FREE SPACES, which came out around the same time as Bellah's HABITS OF THE HEART, is in many ways a perfect companion text in that it lays out the history of a variety of democratic and populist movements in America while HABITS OF THE HEART concentrates on the (then) present expression of the such movements (as well as the increasing number of Americans whose only community is the community of the self). The last chapter of FREE SPACES s perhaps the most compelling. It begins: "In 1849, one of Herman Melville's characters in his novel MARDI prsented to the people of Vivenze -- the United States -- a document that reminded them 'freedom is more social than political,' meant to suggest that democracy depended upon the virtue and intelligence of the citizens themselves. The book's dismal sales in the mid-nineteenth century seemed to Melville a disgusting confirmation of his warning. Today the same idea sounds to some a distant echo from the past." Pg. 182.
And so is the project of Evans and Boyte as they tell the story of how Americans' political lifeblood and its engagement in the great issues of the day often bubbled up through religious and non-relgious organziations such as the black church, specifically, the African Methodist Espiscopal denomination, farmer's alliances like The Grange, labor movements such as the Knights of Labor and the IWW. They note that community, as characterized by the agons of democracy during the past two decades, is a reactionary conception, a construct that describes community as conservative, a vessel that contains family values, and whose subaltern members include wives and children who know their place and gratefully accept their roles. The actual communities of the past were often radically democratic, Evans and Boyte note, including blacks, whites and women in their attempts to regain control of their lives in the shadow of the rising corporatization of America.

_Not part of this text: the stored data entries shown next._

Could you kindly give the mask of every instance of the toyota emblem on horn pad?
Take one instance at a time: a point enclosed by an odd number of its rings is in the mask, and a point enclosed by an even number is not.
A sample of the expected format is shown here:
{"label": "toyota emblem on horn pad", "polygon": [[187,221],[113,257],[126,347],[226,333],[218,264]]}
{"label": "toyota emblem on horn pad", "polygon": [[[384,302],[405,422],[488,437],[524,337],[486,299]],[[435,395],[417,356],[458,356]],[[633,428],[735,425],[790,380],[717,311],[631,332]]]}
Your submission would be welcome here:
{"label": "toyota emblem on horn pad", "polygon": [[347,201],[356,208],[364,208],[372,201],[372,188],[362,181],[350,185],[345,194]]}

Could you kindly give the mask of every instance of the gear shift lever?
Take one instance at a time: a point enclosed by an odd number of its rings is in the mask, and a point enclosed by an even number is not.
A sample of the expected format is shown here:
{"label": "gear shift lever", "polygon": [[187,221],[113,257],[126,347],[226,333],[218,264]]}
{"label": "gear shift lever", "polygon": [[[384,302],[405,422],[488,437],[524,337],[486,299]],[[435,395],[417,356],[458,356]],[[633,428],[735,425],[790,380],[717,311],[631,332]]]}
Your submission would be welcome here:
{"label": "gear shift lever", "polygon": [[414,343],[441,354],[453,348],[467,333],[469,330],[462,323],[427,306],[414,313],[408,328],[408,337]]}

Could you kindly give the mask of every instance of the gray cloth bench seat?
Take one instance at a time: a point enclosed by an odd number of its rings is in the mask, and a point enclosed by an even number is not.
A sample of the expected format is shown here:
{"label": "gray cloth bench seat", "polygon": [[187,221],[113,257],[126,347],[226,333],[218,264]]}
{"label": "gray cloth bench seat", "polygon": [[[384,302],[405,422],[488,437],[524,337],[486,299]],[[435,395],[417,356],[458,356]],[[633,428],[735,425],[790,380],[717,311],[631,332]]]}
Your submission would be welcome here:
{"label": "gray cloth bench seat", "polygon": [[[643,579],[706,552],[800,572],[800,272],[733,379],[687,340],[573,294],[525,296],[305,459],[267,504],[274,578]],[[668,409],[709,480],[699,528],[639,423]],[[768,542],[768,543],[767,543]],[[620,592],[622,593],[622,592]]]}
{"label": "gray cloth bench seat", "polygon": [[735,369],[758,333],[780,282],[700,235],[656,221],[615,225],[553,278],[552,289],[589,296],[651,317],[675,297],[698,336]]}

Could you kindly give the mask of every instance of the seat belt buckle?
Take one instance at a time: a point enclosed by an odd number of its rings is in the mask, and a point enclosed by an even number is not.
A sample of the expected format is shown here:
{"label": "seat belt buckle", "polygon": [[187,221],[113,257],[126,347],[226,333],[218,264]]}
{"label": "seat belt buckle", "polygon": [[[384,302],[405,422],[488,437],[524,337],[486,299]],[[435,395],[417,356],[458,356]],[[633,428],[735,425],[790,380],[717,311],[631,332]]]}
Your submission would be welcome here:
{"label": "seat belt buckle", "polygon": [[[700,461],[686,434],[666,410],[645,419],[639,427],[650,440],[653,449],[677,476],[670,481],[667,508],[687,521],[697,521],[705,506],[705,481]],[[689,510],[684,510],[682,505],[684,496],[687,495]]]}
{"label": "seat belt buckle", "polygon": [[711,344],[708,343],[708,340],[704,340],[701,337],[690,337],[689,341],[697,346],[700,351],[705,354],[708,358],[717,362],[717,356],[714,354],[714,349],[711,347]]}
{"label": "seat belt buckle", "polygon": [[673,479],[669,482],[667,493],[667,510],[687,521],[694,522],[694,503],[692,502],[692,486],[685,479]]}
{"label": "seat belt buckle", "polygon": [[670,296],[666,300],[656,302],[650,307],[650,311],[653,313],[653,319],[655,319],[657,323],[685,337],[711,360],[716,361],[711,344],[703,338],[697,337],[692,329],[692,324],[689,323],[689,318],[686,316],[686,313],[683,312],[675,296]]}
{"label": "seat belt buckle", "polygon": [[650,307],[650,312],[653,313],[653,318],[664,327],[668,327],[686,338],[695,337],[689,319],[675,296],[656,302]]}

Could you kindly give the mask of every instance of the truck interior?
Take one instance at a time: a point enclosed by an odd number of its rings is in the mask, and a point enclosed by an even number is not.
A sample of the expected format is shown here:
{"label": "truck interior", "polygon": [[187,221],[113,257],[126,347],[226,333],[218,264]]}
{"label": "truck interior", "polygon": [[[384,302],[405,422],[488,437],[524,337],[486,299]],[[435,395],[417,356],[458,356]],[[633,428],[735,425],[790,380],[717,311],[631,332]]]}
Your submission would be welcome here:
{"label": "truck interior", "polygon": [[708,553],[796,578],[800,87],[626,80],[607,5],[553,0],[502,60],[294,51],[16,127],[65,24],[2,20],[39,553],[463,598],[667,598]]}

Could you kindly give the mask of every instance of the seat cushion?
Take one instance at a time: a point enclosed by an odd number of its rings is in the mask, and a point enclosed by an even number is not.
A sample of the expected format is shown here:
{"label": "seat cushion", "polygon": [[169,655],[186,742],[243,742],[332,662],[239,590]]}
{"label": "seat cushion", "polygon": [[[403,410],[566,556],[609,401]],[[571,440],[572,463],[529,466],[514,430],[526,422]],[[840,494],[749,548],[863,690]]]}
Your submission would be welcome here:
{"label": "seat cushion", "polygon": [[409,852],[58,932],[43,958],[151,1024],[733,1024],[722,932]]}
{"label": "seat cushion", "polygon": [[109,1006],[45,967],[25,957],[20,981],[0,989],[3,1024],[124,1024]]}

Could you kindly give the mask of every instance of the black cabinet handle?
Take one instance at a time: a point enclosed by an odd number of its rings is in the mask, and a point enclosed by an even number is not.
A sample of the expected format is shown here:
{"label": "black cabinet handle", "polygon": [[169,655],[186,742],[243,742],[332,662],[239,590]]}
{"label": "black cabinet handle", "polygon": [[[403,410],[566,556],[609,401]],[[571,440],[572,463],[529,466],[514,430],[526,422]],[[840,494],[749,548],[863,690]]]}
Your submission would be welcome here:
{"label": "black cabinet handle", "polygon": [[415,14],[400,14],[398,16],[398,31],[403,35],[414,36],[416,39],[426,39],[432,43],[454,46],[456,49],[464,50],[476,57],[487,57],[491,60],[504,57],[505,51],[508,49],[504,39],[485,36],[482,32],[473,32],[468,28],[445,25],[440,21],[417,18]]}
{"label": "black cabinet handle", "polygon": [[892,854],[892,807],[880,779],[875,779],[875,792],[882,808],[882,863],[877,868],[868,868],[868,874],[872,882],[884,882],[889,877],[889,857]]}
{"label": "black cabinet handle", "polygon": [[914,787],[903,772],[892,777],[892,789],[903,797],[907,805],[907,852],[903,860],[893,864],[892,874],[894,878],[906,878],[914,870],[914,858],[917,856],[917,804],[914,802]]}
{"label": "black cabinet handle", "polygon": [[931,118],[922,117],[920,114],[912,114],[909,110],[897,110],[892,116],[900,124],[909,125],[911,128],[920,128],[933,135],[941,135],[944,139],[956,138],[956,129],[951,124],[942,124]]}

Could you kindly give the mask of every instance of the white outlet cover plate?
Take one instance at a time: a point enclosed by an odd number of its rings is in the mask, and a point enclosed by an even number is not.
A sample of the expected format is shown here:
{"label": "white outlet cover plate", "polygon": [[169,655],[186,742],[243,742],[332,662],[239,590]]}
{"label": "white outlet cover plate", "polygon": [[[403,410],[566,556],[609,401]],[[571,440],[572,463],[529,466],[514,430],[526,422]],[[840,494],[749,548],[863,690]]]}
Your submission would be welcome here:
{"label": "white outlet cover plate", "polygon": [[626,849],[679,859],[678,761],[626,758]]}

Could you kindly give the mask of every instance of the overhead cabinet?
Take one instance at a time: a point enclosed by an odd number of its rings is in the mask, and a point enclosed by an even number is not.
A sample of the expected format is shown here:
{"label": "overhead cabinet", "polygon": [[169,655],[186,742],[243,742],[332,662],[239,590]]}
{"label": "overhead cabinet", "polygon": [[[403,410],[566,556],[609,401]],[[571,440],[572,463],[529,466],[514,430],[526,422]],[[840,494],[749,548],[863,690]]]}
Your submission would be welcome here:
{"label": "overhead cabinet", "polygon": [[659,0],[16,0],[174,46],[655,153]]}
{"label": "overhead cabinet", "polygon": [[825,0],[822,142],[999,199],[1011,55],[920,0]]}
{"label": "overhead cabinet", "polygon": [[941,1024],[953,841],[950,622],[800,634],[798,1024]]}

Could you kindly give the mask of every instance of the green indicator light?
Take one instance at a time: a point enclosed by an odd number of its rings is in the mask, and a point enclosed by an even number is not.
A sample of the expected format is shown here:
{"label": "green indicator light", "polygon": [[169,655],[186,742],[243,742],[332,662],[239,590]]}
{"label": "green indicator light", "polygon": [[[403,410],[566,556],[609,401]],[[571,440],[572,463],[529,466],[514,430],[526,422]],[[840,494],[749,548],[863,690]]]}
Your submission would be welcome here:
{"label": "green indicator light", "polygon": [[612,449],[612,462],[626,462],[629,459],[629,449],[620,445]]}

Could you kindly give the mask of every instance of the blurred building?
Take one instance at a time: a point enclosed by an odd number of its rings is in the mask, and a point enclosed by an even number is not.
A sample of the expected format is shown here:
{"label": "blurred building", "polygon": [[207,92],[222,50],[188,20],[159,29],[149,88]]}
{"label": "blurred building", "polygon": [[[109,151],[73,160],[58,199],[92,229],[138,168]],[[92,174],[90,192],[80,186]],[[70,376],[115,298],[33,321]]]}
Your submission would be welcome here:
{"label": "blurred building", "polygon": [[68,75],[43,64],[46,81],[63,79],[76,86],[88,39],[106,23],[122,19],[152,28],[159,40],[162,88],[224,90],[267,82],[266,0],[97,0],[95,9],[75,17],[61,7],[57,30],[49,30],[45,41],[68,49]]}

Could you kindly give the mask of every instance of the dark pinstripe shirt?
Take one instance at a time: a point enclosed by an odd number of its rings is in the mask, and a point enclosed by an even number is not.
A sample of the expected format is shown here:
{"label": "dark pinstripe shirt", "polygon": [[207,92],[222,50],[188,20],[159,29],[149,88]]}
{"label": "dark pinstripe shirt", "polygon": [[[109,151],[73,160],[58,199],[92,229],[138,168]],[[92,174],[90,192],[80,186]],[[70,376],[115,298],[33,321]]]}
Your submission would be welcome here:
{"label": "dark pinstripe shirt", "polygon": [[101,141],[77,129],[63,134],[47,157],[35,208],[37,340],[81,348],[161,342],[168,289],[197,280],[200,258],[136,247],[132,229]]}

Melville, that great democrat, for the most part fell silent after MARDI, and to a large extent the great waves of national people's organizations that bloomed in reaction to the era of the Robber Baron and the corporatization fell silent, too. Boyte and Evans note that the Red Scare in the aftermath of WWI, the employment of propogandistic techniques developed during the mobilization for the war, the arrest and execution of labor and political activists, effectively scuttled these freedom movements in the late nineteenth and early 20th centuries. The movments arose again, although the next time under government auspices, and in a kind of whites only version of socialism, during the FDR and Truman administrations. Given a seat at the table in the post-war concensus, labor, business and government put together a compromise in light of challenge of the Communist sphere, and poured oil on the waters of discontent until the civil rights, women's, and anti-Vietnam war movments bubbled from the wellspring of the people up and demanded a new birth of freedom.
Wisely, Boyte and Evans avoid the trap that Robert Putnam fell into in the first edition of BOWLING ALONE: they note that not all populist movments seek equality, social harmony or justice, but in fact, often promote just the opposite, as in the case of the KKK. Similarly, the Silent Majority was "movement" invented by Nixon and his pollsters, which, not surprisingly, upheld their anti-liberal, anti-democratic agenda. This "movement" is now called the "American people," a group which is regularly invoked in justification of whatever program that the oligarchy has decided upon in its forced march toward world hegemony. Now, as Evans and Boyte might observe, Americans have been impressed into the ranks of the demobilized and the de-politicized, whose only desire is to maintain their social station. Hopeful, historically grounded, FREE SPACES was written in a more hopeful time. Still, it is worthwhile reading for those interesed in the history of people's movements in America.